According to IMDb, “Front of the Class” is about:

Despite suffering from Tourette’s syndrome, Brad Cohen (James Wolk) fulfills his lifelong dream of becoming a teacher in this touching Hallmark Hall of Fame production based on a true story that shines a light on this often misunderstood disorder. As Cohen grows up, he must face friends and classmates who don’t realize that he sometimes cannot control his outbursts, and a father (Treat Williams) who seems unwilling to accept his son’s condition.

Despite my concerns I was excited to watch the film. It was about someone with TS and how he had used determination and fortitude to accomplish a goal that many had thought impossible. Don’t worry, no spoilers here! While to the experienced eye of someone with TS there were a couple discrepancies, James Wolk’s portrayal of Mr. Cohen’s case of TS was amazing and looked completely unrehearsed.

While watching the “Front of the Class,” I experienced several emotions. Empathy, because I understood some of what he was going through, happiness during the good and funny parts (of course), and some stress. Even though, for the most part, I was engrossed while the film played, when the commercials came on, that’s when the tics along with built up stress occurred. I had bad vocal tics like squeaking, yelling and a sort of loud whining. The motors tics I experienced surprised me the most. I had several head shaking tics and one where (I was sitting on my bed at the time) I would fall over on my side and get back up repeatedly.

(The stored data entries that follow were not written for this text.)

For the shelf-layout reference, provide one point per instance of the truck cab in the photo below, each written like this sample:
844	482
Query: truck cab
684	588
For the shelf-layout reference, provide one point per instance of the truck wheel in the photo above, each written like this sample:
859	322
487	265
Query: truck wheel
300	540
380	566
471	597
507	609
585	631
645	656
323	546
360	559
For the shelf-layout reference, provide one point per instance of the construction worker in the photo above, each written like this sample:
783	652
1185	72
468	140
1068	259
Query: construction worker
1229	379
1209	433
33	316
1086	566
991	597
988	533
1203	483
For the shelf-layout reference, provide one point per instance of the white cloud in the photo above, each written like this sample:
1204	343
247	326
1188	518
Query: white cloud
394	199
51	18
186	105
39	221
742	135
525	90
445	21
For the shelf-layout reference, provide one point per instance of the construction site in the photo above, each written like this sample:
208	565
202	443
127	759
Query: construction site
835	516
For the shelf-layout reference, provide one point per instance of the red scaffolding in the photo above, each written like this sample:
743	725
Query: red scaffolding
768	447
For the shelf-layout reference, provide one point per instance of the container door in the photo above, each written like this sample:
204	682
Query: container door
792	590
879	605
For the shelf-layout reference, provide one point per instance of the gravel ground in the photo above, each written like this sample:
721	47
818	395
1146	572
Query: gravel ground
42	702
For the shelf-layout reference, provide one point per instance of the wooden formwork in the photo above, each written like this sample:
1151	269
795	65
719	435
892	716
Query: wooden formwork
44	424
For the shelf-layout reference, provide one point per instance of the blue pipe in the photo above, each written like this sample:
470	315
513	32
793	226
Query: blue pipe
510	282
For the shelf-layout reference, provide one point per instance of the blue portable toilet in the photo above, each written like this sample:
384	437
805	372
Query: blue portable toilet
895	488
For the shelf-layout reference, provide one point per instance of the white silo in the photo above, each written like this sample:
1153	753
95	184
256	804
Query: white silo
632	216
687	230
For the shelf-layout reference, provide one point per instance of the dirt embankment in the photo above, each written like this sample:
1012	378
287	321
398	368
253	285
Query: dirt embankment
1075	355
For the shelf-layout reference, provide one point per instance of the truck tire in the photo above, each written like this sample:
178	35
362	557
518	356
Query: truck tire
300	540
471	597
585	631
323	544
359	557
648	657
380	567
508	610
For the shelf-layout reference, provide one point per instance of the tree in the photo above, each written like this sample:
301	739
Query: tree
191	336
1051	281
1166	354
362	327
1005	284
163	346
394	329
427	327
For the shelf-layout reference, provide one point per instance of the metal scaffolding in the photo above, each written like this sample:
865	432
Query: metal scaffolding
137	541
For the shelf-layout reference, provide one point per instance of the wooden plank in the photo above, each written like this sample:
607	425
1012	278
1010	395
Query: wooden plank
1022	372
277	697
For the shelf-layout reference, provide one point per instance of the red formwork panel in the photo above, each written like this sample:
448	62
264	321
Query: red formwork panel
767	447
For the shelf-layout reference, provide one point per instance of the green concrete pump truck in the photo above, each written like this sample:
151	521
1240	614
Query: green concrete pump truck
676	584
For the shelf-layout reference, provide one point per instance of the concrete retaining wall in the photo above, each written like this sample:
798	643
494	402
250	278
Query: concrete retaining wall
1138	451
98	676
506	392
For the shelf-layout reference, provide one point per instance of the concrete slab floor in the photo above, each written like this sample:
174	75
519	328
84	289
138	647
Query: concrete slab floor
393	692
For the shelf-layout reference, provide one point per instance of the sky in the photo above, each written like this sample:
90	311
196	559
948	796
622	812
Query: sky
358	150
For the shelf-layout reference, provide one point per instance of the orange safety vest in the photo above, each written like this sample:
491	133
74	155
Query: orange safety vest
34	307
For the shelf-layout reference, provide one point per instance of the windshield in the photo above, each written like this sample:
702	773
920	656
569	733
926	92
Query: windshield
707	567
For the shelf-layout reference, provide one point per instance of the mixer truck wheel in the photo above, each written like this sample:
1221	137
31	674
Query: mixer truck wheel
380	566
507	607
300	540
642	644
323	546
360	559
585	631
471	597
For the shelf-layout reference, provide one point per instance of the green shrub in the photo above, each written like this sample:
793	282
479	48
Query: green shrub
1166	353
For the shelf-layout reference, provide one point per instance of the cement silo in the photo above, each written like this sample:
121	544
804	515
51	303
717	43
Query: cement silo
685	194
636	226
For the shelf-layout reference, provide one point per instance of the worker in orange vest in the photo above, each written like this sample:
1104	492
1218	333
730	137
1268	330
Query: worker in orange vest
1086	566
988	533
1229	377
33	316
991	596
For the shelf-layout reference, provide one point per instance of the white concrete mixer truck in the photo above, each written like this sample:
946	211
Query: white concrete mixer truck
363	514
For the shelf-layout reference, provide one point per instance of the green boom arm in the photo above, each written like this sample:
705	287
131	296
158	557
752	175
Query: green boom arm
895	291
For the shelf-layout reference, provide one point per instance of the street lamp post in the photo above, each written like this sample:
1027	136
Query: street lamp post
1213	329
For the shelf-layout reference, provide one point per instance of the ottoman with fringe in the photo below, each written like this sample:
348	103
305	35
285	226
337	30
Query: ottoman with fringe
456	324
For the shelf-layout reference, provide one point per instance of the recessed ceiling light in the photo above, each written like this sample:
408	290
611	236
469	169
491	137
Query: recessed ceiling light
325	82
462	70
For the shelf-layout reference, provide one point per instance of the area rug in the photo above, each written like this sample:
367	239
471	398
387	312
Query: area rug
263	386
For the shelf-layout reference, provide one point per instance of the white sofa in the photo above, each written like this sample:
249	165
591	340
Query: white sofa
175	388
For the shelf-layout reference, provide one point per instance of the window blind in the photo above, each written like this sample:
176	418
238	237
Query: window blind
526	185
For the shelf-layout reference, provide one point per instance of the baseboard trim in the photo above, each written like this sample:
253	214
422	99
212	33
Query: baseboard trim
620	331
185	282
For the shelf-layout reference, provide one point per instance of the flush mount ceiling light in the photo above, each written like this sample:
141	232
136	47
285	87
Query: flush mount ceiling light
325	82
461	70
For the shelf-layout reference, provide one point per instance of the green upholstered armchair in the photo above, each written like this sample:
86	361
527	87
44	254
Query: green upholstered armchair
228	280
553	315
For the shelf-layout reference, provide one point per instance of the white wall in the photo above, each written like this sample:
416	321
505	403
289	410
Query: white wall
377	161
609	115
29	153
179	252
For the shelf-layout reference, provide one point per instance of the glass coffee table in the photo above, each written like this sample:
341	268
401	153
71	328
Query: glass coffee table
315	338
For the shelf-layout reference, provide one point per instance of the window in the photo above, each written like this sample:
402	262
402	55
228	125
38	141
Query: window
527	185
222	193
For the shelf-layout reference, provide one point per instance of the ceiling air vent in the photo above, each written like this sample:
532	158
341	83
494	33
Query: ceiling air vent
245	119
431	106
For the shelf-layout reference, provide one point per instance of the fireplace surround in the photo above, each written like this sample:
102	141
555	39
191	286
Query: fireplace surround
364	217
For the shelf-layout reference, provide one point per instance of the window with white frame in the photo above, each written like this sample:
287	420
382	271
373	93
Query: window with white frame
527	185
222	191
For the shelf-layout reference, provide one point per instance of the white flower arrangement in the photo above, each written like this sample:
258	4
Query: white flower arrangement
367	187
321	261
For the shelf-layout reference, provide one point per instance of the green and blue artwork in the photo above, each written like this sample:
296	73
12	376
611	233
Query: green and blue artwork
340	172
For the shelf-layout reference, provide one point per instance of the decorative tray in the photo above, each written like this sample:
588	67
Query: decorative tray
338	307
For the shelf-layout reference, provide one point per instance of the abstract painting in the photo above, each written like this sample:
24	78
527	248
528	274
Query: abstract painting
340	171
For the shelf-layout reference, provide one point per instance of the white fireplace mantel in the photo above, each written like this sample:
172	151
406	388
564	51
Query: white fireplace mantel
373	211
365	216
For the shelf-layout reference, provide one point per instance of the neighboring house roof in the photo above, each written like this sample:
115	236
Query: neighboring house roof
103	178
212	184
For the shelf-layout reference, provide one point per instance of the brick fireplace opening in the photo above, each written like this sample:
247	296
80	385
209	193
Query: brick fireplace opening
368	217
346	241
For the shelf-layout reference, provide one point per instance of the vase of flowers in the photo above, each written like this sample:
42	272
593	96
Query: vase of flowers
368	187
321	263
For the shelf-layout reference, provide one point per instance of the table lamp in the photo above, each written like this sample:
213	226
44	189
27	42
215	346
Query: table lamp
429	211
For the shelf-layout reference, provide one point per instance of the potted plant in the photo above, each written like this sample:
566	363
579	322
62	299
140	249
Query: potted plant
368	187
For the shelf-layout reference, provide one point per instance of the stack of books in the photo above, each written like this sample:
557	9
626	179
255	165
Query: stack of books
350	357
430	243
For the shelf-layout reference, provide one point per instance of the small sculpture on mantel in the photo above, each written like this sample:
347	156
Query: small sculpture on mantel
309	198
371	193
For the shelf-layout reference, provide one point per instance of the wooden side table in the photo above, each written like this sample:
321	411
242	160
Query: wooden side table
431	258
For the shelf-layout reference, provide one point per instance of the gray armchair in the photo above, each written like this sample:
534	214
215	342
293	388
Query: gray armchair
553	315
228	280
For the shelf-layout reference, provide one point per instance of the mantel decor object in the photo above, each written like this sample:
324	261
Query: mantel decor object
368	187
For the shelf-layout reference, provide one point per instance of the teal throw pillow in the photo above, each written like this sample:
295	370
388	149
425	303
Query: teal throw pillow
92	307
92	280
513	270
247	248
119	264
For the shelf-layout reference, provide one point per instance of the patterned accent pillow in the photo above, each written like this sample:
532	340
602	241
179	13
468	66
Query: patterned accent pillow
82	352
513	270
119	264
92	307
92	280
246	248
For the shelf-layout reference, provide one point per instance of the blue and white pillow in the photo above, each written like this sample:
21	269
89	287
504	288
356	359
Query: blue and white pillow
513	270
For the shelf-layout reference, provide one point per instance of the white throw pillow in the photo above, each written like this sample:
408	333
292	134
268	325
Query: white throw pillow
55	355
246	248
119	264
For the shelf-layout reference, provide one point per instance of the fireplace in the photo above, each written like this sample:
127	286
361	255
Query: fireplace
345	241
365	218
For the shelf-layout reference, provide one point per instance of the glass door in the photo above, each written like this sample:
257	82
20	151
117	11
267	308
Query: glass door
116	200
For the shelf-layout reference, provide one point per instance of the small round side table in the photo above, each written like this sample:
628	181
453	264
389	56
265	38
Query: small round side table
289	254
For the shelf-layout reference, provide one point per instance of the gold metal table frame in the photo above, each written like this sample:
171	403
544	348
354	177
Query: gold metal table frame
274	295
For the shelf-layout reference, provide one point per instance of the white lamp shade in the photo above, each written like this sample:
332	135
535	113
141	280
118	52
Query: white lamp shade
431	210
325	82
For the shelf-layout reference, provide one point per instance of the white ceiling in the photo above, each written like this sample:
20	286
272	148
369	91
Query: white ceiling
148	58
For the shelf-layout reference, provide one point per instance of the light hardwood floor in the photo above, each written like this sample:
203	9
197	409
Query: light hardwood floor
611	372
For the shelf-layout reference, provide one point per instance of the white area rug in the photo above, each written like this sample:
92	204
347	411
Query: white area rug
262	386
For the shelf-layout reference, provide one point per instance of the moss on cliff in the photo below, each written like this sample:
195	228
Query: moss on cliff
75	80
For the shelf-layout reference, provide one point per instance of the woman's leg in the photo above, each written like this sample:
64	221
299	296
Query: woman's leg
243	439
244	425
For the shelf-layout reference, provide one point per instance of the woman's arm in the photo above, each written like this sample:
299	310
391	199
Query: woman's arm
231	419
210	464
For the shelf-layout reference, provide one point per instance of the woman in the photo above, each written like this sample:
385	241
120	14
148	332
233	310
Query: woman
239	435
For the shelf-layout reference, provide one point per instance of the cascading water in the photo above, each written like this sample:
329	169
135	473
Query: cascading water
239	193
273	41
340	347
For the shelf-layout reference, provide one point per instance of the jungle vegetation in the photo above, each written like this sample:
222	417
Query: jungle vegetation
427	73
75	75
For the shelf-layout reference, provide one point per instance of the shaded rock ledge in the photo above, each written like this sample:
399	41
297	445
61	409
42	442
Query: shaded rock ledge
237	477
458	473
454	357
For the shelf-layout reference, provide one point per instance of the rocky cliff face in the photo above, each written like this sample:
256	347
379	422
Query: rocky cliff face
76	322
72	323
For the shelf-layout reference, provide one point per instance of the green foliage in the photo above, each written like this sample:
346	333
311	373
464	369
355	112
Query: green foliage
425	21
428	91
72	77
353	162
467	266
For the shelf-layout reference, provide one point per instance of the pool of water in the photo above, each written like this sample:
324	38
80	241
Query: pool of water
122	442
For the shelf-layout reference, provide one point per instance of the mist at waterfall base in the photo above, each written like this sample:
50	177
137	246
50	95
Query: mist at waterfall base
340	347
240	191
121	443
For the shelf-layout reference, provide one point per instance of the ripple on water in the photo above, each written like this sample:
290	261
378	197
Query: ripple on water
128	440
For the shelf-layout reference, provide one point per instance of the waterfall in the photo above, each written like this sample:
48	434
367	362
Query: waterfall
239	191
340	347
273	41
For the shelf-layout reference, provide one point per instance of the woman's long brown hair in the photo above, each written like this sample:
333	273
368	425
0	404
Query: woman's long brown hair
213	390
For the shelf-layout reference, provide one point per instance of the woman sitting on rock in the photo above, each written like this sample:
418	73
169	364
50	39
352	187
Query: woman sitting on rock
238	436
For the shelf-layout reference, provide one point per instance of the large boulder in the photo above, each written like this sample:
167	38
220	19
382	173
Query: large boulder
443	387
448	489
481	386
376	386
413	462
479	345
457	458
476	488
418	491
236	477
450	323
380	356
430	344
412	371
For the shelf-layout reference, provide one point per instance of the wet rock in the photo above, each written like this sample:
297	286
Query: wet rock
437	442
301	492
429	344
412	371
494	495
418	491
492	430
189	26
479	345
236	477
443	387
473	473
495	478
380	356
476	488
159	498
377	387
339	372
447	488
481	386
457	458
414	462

Part of having this disorder includes the brain’s ability to record observations and events and transpose parts of them into the form of a vocal and/or motor tic. That means a person can develop a tic sequence simply from observing others whether from a movie or real-time events.

This doesn’t have to limit what a person with TS watches or their life experience as a whole. Just keep in mind that if something has any sort of impact on you, it may translate into a tic later on. In this case it’s important to remember that tic cycles are temporary and even though there may be times when one has to avoid a certain situation, it doesn’t mean it’s permanent.